During bargaining negotiations in which Carter was present, he said that Fordham’s negotiating team has said that they want to reserve the right to use NDAs in certain cases of sexual misconduct. During these sessions, Fordham administration has said that there might be cases in which survivors themselves choose to sign them, according to Carter. “They sort of had the rationale that some survivors might want to sign an NDA,” Carter said. “And the other rationale that they gave was that it would somehow expedite the process of getting a harasser out of Fordham.” 

However, Howe said that if a complainant does not want to talk, that is their own choice and does not have to be legally enforced. “There’s no reason for a complainant to voluntarily sign an NDA,” Howe said. “If they don’t want to talk about their experience, that’s their business, not the university’s.”

However, Jay Plourde, a Ph.D. graduate student studying quantitative psychology at Fordham, said there are some discrepancies with the administration’s word choices.
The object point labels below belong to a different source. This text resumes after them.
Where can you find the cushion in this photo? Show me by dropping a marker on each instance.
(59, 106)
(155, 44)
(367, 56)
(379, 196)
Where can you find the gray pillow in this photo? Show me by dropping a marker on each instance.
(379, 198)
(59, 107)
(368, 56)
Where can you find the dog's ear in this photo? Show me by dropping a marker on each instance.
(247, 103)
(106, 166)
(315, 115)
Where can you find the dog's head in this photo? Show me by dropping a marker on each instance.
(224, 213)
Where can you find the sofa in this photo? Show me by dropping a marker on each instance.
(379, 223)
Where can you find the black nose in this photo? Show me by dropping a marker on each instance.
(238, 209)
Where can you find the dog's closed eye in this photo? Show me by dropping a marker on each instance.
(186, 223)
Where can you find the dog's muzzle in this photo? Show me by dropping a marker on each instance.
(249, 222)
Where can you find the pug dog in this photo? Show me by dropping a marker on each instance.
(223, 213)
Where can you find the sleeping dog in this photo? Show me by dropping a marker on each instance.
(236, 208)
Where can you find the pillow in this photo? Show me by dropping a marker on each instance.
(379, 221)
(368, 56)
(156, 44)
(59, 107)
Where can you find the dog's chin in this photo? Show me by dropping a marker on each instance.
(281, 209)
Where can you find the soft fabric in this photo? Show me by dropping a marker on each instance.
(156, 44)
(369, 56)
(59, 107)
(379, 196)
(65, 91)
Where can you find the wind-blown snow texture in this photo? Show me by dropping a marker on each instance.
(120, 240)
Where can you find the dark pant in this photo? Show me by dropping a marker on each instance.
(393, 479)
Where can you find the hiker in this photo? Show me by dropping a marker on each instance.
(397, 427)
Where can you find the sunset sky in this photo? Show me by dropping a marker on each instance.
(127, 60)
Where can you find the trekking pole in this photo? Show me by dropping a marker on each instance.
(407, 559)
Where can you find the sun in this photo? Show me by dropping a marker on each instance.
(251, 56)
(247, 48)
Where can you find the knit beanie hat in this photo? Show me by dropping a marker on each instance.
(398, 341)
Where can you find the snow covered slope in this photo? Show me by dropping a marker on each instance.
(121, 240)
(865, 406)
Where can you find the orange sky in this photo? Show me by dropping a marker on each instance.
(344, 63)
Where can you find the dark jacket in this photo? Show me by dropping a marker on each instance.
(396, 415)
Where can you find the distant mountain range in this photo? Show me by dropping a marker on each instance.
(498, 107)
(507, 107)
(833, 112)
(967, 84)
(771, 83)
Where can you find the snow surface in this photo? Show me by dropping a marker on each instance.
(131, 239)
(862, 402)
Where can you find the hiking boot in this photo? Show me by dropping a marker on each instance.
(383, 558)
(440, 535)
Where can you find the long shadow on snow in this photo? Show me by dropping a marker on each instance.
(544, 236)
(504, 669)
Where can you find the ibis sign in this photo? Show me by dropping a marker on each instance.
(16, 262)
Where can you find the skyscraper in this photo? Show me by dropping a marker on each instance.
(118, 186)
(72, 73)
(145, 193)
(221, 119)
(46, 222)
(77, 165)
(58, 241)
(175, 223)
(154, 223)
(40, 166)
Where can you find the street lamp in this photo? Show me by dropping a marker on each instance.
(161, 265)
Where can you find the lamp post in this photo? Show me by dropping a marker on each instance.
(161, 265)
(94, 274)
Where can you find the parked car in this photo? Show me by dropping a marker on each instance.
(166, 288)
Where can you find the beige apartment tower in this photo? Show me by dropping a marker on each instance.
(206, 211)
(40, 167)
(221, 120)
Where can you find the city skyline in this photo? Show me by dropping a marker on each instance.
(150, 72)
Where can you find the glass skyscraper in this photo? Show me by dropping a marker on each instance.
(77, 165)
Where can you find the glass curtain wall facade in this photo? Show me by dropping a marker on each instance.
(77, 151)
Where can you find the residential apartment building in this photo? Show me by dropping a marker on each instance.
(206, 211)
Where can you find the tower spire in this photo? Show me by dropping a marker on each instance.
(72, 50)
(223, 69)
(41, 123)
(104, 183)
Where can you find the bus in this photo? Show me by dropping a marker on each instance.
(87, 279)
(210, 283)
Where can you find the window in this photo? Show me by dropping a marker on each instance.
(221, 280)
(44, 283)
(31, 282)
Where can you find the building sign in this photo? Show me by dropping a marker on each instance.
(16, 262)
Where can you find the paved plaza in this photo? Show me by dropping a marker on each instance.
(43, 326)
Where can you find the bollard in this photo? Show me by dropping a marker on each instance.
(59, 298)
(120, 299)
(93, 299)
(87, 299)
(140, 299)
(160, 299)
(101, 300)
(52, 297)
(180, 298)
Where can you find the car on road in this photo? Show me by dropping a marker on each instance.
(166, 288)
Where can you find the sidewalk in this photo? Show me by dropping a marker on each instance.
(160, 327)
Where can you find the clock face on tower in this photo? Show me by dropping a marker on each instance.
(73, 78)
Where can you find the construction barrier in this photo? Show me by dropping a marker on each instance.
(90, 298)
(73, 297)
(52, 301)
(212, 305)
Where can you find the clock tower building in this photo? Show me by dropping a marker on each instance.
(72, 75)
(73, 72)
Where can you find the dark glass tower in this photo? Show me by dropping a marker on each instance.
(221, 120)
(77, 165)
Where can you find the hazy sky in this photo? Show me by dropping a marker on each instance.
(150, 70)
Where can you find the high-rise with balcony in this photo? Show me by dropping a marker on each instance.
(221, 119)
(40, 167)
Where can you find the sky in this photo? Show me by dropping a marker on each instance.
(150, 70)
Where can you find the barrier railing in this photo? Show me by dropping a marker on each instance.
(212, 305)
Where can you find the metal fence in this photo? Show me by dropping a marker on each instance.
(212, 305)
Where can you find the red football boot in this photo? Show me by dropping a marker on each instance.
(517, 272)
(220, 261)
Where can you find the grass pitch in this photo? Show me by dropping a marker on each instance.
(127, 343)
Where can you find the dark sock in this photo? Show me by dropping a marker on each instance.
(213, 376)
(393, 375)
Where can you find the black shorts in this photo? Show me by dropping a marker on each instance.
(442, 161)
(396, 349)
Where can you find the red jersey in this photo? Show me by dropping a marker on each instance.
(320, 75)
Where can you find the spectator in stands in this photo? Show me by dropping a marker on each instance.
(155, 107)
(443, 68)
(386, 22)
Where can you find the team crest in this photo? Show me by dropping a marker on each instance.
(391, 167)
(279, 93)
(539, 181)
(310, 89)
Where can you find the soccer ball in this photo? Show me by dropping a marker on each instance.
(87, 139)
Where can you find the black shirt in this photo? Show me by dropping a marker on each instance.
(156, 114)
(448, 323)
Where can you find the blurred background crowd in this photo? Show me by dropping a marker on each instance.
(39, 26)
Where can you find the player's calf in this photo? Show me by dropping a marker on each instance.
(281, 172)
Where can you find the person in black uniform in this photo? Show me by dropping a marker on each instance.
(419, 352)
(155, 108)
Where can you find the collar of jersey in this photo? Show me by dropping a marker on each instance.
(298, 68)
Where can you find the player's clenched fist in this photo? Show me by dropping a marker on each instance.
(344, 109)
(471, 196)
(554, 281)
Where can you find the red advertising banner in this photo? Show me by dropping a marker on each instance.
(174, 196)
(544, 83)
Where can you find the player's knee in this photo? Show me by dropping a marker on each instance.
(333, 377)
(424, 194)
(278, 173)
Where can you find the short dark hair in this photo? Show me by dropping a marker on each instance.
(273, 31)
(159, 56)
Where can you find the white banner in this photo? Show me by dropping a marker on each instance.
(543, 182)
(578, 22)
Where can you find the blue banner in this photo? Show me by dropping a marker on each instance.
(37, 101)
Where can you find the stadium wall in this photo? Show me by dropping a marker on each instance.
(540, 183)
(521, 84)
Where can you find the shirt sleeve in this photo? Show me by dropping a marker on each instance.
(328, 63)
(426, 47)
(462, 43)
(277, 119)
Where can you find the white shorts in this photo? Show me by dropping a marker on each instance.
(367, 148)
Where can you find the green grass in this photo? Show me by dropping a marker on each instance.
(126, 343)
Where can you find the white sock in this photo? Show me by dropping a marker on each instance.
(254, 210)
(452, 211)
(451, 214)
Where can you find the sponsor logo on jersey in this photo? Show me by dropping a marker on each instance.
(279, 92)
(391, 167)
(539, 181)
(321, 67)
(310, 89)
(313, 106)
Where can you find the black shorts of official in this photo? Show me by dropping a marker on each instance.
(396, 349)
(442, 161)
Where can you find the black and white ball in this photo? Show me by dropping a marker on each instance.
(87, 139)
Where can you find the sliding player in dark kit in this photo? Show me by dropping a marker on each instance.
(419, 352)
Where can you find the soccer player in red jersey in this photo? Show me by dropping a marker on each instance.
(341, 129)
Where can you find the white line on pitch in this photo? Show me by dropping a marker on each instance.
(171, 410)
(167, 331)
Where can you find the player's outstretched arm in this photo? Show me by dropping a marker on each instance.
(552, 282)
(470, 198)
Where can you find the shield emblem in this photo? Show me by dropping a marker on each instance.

At a bargaining session in which she was present, Plourde said that Fordham’s team said “that both parties may be considered complainants because the originally accused party may file their own complaint or countercomplaint against the original complainant. Theoretically, this could make both parties complainants and either or both parties subject to NDAs.”

In an email sent out to the entire Fordham community by Tetlow, she stated that both the union and Fordham administration are seemingly in agreement about one thing: harassment and discrimination should not occur. “We care deeply about the opinions of our graduate students, and we agree with many of the issues they have championed, including their advocacy on behalf of sexual harassment complainants.” the email said.

However, until this agreement is translated into a contract that legally eliminates the use of NDAs at Fordham along with satisfying the union’s other demands, FGSW says it will continue to negotiate and potentially withhold their members’ labor again in the future. 

“This story here isn’t a story about an individual who was forced or coerced or cajoled into signing an NDA,” Carter said. “The story is entirely about many people in the union being concerned about harassment and silencing survivors.”